Pharma and Payers Seek New Weapons in Fight Against Opioid Addiction
The prescription painkiller overdose epidemic has generated a call to action by the industry with insurers and pharmaceutical companies announcing initiatives in the wake of recent reports on painkiller addiction prevalence. An estimated 1.9 million people in the US are addicted to prescription painkillers. Nearly 500,000 people died from a drug overdose in the US from 2010–2014, with more dying from overdose in 2014 than in any previously recorded year, according to the Centers for Disease Control and Prevention (CDC). Of those overdose deaths, 60% involved narcotics, and 50% of all opioid overdose deaths involved prescription opioids. Some are suggesting increased access to “abuse deterrent opioids (ADOs)” may help, and are calling on insurers to consider covering the more expensive ADOs rather than defaulting to the less expensive traditional versions of the drugs. Those who support ADO access argue that opioid abuse costs a payer more in the long run than paying for ADOs up front.
Another strategy focuses on the use of Probuphine, a new implant that releases the drug buprenorphine over a 6-month period to decrease cravings and prevent withdrawal symptoms. The implant was invented by Titan Pharmaceuticals in San Francisco, and is being marketed in the US and Canada by New Jersey-based Braeburn Pharmaceuticals.
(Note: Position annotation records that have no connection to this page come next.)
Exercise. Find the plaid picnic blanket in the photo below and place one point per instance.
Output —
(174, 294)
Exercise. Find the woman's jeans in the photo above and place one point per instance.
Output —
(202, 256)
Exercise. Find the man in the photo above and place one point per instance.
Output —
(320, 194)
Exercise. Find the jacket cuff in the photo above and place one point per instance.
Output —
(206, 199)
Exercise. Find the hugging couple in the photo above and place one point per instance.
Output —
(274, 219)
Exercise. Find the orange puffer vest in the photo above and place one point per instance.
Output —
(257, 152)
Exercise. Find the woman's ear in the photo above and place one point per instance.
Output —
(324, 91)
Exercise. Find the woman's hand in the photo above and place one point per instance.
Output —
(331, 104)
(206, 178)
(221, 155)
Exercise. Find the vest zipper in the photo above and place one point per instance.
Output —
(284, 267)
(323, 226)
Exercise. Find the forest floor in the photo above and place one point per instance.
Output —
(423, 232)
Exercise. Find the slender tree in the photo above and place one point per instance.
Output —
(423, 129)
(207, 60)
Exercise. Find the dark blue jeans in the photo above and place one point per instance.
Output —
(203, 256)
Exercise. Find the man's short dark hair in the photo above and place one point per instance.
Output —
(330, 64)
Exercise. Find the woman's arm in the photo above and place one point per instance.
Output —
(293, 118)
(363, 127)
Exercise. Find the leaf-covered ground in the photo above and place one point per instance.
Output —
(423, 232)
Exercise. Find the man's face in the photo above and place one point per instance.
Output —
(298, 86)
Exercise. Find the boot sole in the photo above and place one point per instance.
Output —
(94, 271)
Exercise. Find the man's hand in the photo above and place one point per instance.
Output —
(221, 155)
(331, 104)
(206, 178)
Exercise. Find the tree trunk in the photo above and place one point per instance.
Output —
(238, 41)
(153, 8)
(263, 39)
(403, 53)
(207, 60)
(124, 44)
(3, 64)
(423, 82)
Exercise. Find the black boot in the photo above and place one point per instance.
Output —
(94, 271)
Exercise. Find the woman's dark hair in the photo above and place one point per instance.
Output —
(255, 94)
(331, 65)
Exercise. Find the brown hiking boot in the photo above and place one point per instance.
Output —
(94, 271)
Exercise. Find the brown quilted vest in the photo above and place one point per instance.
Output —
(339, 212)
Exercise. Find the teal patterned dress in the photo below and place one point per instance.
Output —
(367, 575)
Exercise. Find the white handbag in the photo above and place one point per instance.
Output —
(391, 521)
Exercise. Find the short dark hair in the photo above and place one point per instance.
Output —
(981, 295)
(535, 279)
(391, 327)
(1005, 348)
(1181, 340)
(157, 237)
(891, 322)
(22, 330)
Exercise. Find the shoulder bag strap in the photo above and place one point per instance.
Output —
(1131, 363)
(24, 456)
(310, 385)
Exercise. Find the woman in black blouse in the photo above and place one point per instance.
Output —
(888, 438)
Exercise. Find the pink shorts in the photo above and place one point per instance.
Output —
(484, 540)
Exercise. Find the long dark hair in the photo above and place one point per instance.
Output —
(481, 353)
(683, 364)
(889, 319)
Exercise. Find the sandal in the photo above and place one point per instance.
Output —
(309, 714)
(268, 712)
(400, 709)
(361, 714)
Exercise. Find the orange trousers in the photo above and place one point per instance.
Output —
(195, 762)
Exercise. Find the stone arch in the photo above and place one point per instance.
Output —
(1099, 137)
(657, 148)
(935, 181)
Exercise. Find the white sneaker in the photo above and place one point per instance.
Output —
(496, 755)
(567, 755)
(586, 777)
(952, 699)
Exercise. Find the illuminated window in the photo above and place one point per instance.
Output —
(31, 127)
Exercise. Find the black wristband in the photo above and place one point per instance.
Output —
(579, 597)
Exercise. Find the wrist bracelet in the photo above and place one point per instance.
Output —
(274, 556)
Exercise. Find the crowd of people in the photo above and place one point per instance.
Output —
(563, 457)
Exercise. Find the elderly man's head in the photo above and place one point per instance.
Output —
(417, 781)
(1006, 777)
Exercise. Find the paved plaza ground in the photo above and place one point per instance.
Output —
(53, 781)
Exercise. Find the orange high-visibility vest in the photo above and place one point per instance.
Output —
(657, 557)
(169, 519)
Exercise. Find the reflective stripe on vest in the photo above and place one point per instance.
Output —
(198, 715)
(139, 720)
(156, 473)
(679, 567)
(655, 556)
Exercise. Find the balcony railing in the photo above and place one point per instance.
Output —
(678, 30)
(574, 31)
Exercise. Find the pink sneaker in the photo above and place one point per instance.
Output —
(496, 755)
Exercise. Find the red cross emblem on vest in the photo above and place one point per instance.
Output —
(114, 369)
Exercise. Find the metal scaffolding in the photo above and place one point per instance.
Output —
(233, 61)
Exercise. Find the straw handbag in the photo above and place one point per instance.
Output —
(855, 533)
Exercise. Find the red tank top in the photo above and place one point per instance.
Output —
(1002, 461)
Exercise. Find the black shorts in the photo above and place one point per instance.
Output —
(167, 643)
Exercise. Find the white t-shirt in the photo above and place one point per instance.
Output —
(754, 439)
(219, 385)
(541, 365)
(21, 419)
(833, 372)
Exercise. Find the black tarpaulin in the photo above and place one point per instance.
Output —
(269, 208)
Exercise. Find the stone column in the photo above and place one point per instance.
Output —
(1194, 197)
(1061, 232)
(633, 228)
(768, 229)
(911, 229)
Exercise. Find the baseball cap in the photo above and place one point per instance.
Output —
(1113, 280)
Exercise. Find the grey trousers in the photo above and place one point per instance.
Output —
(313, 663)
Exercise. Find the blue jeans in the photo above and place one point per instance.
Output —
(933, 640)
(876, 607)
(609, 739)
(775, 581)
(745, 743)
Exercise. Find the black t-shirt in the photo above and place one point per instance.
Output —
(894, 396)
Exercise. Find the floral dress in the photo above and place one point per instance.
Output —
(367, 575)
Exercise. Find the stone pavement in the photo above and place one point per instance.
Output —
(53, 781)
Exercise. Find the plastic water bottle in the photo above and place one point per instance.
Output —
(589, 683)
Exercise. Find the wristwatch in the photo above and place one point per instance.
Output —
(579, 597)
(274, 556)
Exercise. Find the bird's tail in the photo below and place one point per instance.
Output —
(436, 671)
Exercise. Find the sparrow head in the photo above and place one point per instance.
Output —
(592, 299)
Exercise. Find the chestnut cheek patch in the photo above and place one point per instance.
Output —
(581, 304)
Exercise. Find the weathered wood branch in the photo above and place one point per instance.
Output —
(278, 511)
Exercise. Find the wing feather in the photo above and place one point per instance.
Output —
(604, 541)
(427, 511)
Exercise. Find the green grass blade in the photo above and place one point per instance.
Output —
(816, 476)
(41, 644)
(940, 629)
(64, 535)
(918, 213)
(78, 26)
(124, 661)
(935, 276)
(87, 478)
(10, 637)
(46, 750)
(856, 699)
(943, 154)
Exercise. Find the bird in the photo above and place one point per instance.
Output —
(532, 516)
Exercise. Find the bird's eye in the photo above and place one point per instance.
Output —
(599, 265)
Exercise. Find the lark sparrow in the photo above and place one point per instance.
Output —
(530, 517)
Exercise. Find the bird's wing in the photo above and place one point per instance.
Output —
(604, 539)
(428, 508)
Braeburn is offering a refund guarantee to insurers who cover the implant if it does not save them money. In addition, Anthem Inc. recently launched its own Pharmacy Home program to help prevent and address opioid addiction among its members. Anthem’s program focuses on the practice of “pill shopping” by instituting a one-pharmacy policy. The program will notify patients and providers in writing if the patient qualifies, and the provider will receive a 3-month prescription history and educational materials regarding the benefits of a 1-pharmacy policy. If the patient does not change his or her behavior within 60 days of the notification, then they will be enrolled in the program and asked to choose 1 pharmacy for all of their prescriptions for 1 year.